Paus melanjutkan seri ceramahnya dengan mengutip Sepuluh Perintah Allah, dan lebih jauh merenungkan perintah terakhir, “Anda tidak boleh mengingini … istri tetangga Anda” dan “apa pun yang menjadi milik tetangga Anda.”
Perintah-perintah terakhir, katanya, merangkum esensi dari semua perintah Allah – bahwa setiap dosa atau pelanggaran berasal dari “mengingini” dan terperangkap dalam pikiran dan keinginan jahat.
Perintah-perintah itu bertujuan untuk menetapkan batasan yang jelas, yang jika dilanggar, akan sangat merugikan diri sendiri dan hubungan seseorang dengan Tuhan dan dengan sesama yang lain, kata paus.
“Tetapi apa yang memaksa orang melanggar batas-batas itu?” tanya paus.
Semua pelanggaran dan dosa berasal dari satu akar batin yang sama: keinginan jahat. Keinginan-keinginan ini menggerakkan hati dan jika seseorang masuk perangkapnya maka akan berakhir dengan melakukan pelanggaran. Tetapi bukan pelanggaran formal atau legal, melainkan sebuah pelanggaran yang melukai diri sendiri atau melukai orang lain.
Dia mengatakan Yesus menjelaskan dalam Injil St Markus bahwa apa yang jahat berasal dari apa yang ada di dalam hati seseorang, apa yang ada di dalam hati mereka – pikiran jahat seperti, “ketidaksucian, pencurian, pembunuhan, perzinahan, keserakahan, kebencian, tipu daya, ketidaksopanan, iri hati, hujatan, kesombongan, kebodohan. ”
“Kita masing-masing dapat bertanya pada diri sendiri keinginan mana yang sering muncul dalam diri saya,” sebagai bagian dari pemeriksaan batin dan pengakuan akan kebenaran, katanya.
Sepuluh Perintah Allah tidak akan memiliki dampak atau efek jika orang tidak memahami sumber dosa ada di dalam mereka dan tantangannya adalah untuk “membebaskan hati dari semua kejahatan dan hal-hal buruk ini,” kata paus.
Hukum Tuhan dapat saja direduksi menjadi hanya “pemandangan indah dari kehidupan yang masih merupakan kehidupan seorang budak dan bukan anak-anak” Tuhan, katanya.

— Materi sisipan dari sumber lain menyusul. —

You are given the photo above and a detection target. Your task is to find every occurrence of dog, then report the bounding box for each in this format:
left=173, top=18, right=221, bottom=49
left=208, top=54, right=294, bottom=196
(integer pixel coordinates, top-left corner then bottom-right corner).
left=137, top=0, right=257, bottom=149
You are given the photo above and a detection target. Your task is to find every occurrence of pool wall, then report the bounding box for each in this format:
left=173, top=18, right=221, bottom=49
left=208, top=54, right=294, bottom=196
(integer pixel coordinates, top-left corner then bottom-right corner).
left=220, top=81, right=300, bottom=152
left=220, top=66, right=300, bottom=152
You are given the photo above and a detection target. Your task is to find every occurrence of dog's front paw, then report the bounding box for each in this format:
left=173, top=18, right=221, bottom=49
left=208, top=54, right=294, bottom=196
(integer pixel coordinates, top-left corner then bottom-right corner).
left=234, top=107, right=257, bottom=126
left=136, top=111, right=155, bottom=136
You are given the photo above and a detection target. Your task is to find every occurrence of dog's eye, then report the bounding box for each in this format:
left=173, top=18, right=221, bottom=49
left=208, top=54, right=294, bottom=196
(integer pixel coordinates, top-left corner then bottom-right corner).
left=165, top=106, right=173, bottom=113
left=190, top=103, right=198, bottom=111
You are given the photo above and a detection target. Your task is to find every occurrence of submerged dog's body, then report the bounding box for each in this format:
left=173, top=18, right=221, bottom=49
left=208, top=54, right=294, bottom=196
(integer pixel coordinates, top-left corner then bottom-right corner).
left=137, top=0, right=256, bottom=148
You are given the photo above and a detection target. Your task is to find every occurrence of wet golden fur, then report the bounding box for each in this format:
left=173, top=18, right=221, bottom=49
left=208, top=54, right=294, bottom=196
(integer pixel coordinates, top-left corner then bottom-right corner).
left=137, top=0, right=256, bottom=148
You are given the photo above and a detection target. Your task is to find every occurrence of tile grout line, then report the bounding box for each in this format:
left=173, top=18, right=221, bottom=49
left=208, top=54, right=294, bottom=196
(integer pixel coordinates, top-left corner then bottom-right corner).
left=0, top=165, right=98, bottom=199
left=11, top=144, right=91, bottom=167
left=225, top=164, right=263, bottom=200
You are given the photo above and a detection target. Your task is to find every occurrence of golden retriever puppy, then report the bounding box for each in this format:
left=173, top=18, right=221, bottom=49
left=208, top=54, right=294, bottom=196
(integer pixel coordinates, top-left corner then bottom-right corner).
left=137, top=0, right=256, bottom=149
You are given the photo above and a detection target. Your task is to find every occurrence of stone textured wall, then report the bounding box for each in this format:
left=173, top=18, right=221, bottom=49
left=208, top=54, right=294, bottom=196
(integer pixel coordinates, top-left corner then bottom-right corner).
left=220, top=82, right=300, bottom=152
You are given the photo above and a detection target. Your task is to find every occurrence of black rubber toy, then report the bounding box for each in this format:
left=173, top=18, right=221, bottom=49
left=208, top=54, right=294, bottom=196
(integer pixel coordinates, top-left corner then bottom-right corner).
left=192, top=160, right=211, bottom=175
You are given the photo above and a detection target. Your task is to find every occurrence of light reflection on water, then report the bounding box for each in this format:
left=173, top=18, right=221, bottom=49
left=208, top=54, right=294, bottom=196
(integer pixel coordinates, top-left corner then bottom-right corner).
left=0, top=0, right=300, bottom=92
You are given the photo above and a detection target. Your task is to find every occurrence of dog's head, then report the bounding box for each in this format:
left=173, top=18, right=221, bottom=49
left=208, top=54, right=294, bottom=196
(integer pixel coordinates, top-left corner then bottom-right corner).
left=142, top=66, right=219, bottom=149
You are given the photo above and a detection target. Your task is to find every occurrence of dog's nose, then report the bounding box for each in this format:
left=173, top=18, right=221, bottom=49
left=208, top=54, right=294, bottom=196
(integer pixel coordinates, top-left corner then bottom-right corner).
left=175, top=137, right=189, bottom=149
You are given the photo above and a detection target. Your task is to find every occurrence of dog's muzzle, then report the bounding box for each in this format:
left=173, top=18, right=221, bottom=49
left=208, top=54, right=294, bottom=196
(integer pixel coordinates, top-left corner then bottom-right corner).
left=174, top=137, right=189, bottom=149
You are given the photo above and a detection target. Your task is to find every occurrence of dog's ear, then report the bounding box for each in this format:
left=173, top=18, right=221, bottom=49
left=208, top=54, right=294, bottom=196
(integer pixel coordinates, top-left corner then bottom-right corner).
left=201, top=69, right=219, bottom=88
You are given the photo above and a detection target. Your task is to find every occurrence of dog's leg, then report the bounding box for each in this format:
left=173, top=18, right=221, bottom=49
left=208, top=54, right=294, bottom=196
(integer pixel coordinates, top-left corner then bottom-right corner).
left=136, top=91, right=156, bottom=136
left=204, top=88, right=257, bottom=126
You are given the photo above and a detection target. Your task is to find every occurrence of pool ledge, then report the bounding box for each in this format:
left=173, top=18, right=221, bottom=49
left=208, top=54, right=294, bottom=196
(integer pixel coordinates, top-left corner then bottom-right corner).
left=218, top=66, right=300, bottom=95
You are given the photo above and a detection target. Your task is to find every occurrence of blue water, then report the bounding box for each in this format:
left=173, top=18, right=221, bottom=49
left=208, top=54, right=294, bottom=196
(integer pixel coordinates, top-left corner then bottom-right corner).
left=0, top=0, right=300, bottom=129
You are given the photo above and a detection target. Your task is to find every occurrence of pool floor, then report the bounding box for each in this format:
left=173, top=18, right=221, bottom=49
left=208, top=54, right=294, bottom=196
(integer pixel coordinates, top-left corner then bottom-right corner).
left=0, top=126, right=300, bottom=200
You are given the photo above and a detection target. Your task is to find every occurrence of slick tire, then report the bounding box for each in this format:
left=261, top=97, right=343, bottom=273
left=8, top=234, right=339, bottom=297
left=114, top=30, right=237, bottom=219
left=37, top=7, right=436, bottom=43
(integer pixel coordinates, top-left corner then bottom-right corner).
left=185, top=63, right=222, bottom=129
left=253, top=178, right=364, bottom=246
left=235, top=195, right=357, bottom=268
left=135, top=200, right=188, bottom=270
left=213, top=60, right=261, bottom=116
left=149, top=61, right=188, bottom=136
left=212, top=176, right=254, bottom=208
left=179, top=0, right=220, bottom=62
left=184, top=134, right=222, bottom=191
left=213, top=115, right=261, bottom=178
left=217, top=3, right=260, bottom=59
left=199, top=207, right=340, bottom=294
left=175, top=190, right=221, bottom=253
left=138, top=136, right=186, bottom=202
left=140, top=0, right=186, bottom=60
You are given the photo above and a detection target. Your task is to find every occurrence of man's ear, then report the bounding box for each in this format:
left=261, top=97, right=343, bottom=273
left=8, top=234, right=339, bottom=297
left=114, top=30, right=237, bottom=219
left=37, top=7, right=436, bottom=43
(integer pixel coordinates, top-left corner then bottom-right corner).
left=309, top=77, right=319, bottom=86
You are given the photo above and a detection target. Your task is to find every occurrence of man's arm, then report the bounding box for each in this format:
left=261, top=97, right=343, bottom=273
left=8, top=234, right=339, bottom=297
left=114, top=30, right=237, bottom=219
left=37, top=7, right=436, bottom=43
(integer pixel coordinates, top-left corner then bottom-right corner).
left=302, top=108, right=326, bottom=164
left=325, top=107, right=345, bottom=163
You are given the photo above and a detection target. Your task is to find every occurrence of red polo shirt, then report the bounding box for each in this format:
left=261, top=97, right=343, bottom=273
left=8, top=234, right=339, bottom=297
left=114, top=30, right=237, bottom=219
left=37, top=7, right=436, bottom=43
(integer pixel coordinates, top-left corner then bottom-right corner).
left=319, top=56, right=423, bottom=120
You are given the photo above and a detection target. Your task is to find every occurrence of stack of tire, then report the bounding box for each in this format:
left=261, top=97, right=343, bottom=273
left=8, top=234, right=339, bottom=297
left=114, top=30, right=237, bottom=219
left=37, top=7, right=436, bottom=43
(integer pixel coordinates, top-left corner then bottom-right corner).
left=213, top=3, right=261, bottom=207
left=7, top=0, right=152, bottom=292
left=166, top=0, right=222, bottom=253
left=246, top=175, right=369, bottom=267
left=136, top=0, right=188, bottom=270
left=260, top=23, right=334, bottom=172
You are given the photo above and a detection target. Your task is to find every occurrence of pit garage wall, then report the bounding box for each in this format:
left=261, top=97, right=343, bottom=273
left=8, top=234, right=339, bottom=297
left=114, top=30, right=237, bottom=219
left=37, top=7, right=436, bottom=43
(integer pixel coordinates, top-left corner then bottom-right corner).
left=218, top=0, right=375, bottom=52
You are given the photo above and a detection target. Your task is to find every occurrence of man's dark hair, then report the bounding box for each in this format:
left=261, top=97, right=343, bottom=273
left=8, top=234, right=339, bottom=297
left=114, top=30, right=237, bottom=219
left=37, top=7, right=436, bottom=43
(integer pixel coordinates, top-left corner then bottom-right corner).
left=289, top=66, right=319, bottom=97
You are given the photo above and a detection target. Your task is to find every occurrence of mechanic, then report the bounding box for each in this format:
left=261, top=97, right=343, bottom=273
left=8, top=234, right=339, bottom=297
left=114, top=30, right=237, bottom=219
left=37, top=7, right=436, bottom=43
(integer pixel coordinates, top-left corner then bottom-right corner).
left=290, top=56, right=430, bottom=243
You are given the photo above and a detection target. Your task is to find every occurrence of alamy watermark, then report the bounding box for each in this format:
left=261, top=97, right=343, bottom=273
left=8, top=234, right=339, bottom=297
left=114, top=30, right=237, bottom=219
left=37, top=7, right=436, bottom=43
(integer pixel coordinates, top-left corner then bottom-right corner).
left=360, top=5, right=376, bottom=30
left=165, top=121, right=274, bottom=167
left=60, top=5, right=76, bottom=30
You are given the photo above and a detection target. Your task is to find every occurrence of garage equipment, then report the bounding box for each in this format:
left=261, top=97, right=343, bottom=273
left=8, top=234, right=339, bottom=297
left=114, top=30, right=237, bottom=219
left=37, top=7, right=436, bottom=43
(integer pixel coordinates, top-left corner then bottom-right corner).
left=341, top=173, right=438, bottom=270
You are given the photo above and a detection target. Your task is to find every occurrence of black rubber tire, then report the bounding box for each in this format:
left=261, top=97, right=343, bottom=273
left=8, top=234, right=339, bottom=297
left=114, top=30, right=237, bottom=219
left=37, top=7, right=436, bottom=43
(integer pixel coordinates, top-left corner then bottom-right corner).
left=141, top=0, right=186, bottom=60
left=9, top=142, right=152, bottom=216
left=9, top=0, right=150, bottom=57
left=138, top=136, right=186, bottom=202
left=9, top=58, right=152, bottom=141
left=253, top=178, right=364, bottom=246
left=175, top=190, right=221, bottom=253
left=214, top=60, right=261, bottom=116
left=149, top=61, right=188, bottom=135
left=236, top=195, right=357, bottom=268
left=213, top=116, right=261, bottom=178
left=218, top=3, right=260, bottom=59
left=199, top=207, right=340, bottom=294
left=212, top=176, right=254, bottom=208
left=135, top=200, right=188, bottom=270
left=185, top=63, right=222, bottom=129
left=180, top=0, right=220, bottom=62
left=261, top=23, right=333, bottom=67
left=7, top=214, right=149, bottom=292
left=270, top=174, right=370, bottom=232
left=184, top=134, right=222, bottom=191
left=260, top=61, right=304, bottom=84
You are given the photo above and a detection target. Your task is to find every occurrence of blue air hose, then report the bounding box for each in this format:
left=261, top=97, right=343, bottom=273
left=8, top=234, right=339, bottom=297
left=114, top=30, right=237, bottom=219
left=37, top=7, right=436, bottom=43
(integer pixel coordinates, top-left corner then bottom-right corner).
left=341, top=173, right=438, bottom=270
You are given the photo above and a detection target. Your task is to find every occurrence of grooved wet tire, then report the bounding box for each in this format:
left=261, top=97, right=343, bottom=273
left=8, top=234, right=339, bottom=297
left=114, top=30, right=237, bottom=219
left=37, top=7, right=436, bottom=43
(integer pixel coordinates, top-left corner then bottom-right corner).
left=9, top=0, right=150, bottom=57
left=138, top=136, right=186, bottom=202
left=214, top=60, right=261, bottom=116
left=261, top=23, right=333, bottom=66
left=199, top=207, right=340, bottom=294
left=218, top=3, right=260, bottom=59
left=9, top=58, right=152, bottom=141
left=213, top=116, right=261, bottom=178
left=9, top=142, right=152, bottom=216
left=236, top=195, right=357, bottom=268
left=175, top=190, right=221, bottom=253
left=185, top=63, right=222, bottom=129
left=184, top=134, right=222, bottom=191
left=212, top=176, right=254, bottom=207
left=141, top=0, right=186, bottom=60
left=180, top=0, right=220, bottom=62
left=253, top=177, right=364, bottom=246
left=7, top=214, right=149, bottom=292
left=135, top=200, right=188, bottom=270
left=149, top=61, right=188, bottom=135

“Seringkali, di balik topeng kemunafikan tersembunyi sesuatu yang buruk dan tidak terselesaikan,” tambahnya.
“Sebaliknya, kita harus membiarkan diri kita diresapi oleh perintah-perintah” untuk mengungkapkan kemiskinan spiritual seseorang dan dituntun ke “penghinaan suci,” mengakui kegagalan seseorang dan memohon kepada Tuhan untuk keselamatan.
Hukum-hukum Alkitab tidak dimaksudkan untuk “menipu manusia bahwa ketaatan literal (kepada hukum) membawa seseorang kepada keselamatan semu,” katanya.
Hukum ini dimaksudkan untuk membawa manusia kepada kebenaran tentang diri mereka sendiri – untuk mengenali kemiskinan mereka dan untuk secara otentik membuka diri mereka kepada belas kasihan Allah, “yang mengubah kita dan memperbarui kita. Allah adalah satu-satunya yang mampu memperbaharui hati kita selama kita membuka hati kita kepadanya. Itulah satu-satunya syarat. ”
10 Perintah Allah itu membantu kita semua menghadapi “kekacauan hati kita untuk berhenti hidup secara egois” dan menjadi anak-anak Allah yang otentik, yang ditebus oleh PutraNya sendiri dan dituntun serta dibimbing oleh Roh Kudus.